The trademark timbre of Tyson’s voice is instantly recognizable on the new disc, although her voice is a tad deeper than it was during her folk singing heyday. She delivers a solemn homage to God on All I Know/Conquerall, and then steps things up on the lively Arkansas Travelogue which cleverly incorporates a snippet of the traditional Turkey-In-the-Straw into the mix. The march tempo of the number recalls Johnny Horton’s late 50’s nugget Battle Of New Orleans.
“Of course I’ve heard Johnny Horton’s stuff but he wasn’t an influence,” Tyson begins. “That song was inspired by a road trip that Ian and I made around 1964 when we made a whistle-stop visit to see Lady Byrd Johnson, President Lyndon Johnson’s wife. We drove through Arkansas, but we weren’t campaigning for Johnson; it was more like a roadside attraction.”
Sweet Agony, a song co-written by Tyson and Church, covers the subject of love and the fact that it can be either a curse or a rescue. When asked about which side of the coin she feels most comfortable writing about Tyson says she has no preferences, chuckling that ‘songwriters tend to write from both sides with great abandon’. One song on the album that avoids the subject altogether is Wilderness, a traditional gospel number that tends to bring the crowd out their seats when performed live.
“We wanted to have a song with a kind of up, funky feeling to add to the album. We had nine songs so Cindy and Caitlin went through all of Caitlin’s old records and they found this one. It certainly has a rousing effect on the audience when we perform it on stage.”
This brings us to the requisite Ian and Sylvia reunion question, left strategically to the end of the interview lest Tyson should be averse to talking about past glories. At age 80, Ian is drawing rave reviews on a cross-Canada tour that extends well into the New Year, and Sylvia is obviously still very much on top of her game.
In 2010, the pair reunited to sing one of their old hits, Four Strong Winds, at the 50th anniversary of the Mariposa Folk Festival in Orillia. Although the demand for a new Ian and Sylvia record or tour remains high, the one-off performance at Mariposa likely closes the final chapter of their songbook.

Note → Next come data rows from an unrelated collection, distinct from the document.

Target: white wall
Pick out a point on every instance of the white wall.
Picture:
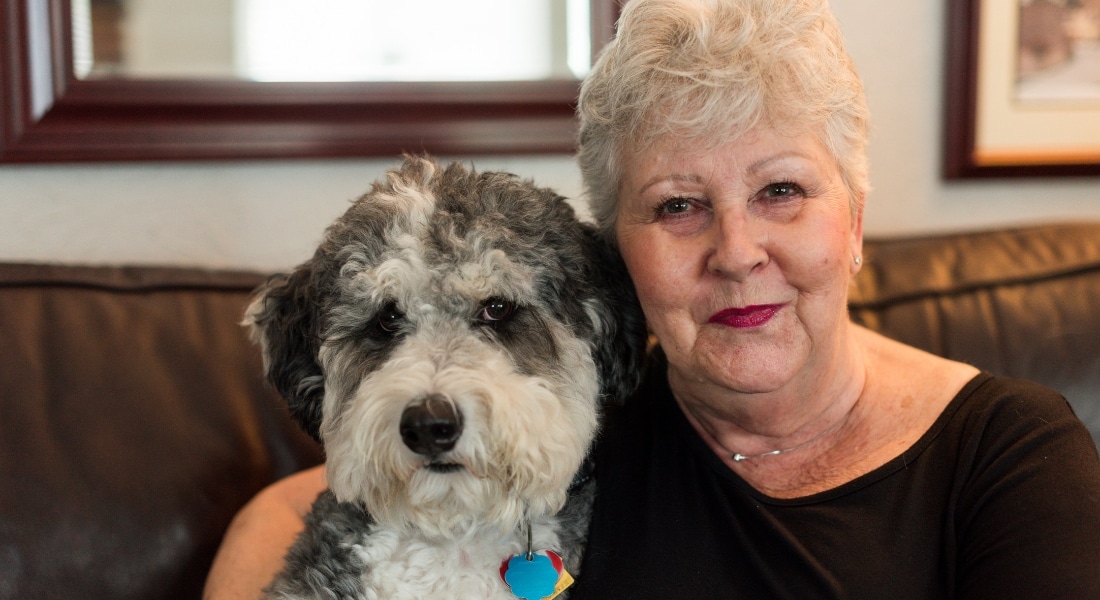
(268, 215)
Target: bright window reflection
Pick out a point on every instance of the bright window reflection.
(334, 40)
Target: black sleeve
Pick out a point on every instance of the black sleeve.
(1029, 511)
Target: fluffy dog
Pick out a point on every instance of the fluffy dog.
(451, 344)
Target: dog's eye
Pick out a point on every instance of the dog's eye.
(495, 309)
(389, 318)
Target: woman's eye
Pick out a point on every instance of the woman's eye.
(496, 309)
(674, 206)
(782, 189)
(391, 318)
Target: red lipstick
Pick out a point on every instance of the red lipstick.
(749, 316)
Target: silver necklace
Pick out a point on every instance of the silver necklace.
(739, 457)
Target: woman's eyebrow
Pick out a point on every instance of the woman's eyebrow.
(672, 177)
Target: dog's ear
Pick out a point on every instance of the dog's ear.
(284, 319)
(619, 348)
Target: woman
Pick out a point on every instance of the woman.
(776, 449)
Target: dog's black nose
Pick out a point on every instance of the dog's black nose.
(431, 426)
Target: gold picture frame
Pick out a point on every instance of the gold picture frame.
(1020, 100)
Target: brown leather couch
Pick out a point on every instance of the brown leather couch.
(134, 421)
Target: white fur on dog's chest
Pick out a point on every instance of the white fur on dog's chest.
(407, 566)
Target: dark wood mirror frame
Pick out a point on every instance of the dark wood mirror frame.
(47, 115)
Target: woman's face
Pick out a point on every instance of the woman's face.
(741, 257)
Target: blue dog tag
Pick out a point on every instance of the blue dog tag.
(530, 579)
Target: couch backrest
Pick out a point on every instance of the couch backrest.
(134, 422)
(1021, 303)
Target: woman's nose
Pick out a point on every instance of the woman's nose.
(738, 246)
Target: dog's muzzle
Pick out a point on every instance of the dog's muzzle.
(431, 426)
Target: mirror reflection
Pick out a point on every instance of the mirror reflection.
(332, 40)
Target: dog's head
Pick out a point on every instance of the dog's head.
(451, 342)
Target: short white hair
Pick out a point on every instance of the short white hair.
(712, 69)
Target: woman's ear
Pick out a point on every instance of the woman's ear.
(856, 235)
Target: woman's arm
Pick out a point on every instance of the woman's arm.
(252, 552)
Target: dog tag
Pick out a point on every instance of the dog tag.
(539, 578)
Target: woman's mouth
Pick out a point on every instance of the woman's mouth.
(749, 316)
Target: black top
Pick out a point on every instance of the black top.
(999, 499)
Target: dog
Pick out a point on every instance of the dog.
(451, 344)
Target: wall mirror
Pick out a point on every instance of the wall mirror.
(201, 79)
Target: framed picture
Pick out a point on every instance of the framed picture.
(1023, 88)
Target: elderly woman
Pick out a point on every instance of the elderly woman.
(776, 449)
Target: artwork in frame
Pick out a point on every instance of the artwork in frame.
(1023, 88)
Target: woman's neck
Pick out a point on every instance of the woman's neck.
(813, 410)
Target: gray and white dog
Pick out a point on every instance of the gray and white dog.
(451, 344)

“Ian and I have no plans to record anything or do any shows together,” she says. “I’m not very nostalgic. I’m more interested in what I’m doing now than what I’ve done in the past, not that I have any apologies for that.”
While Tyson may not be sentimental when it comes to the past, it’s worth noting that this marks the 50th anniversary of her most famous composition, You Were On My Mind, which became a major hit for the group We Five. In recognition of this perhaps it’s time to bring that song back to the airwaves, possibly via a Twitter campaign aimed at Canadian rapper Drake, asking him to sample it on his next record.
“Well I don’t know about that,” Tyson laughs. “The record was a million seller for We Five and Serena Ryder did a nice cover of it a few years back so maybe we’ll just leave it at that.”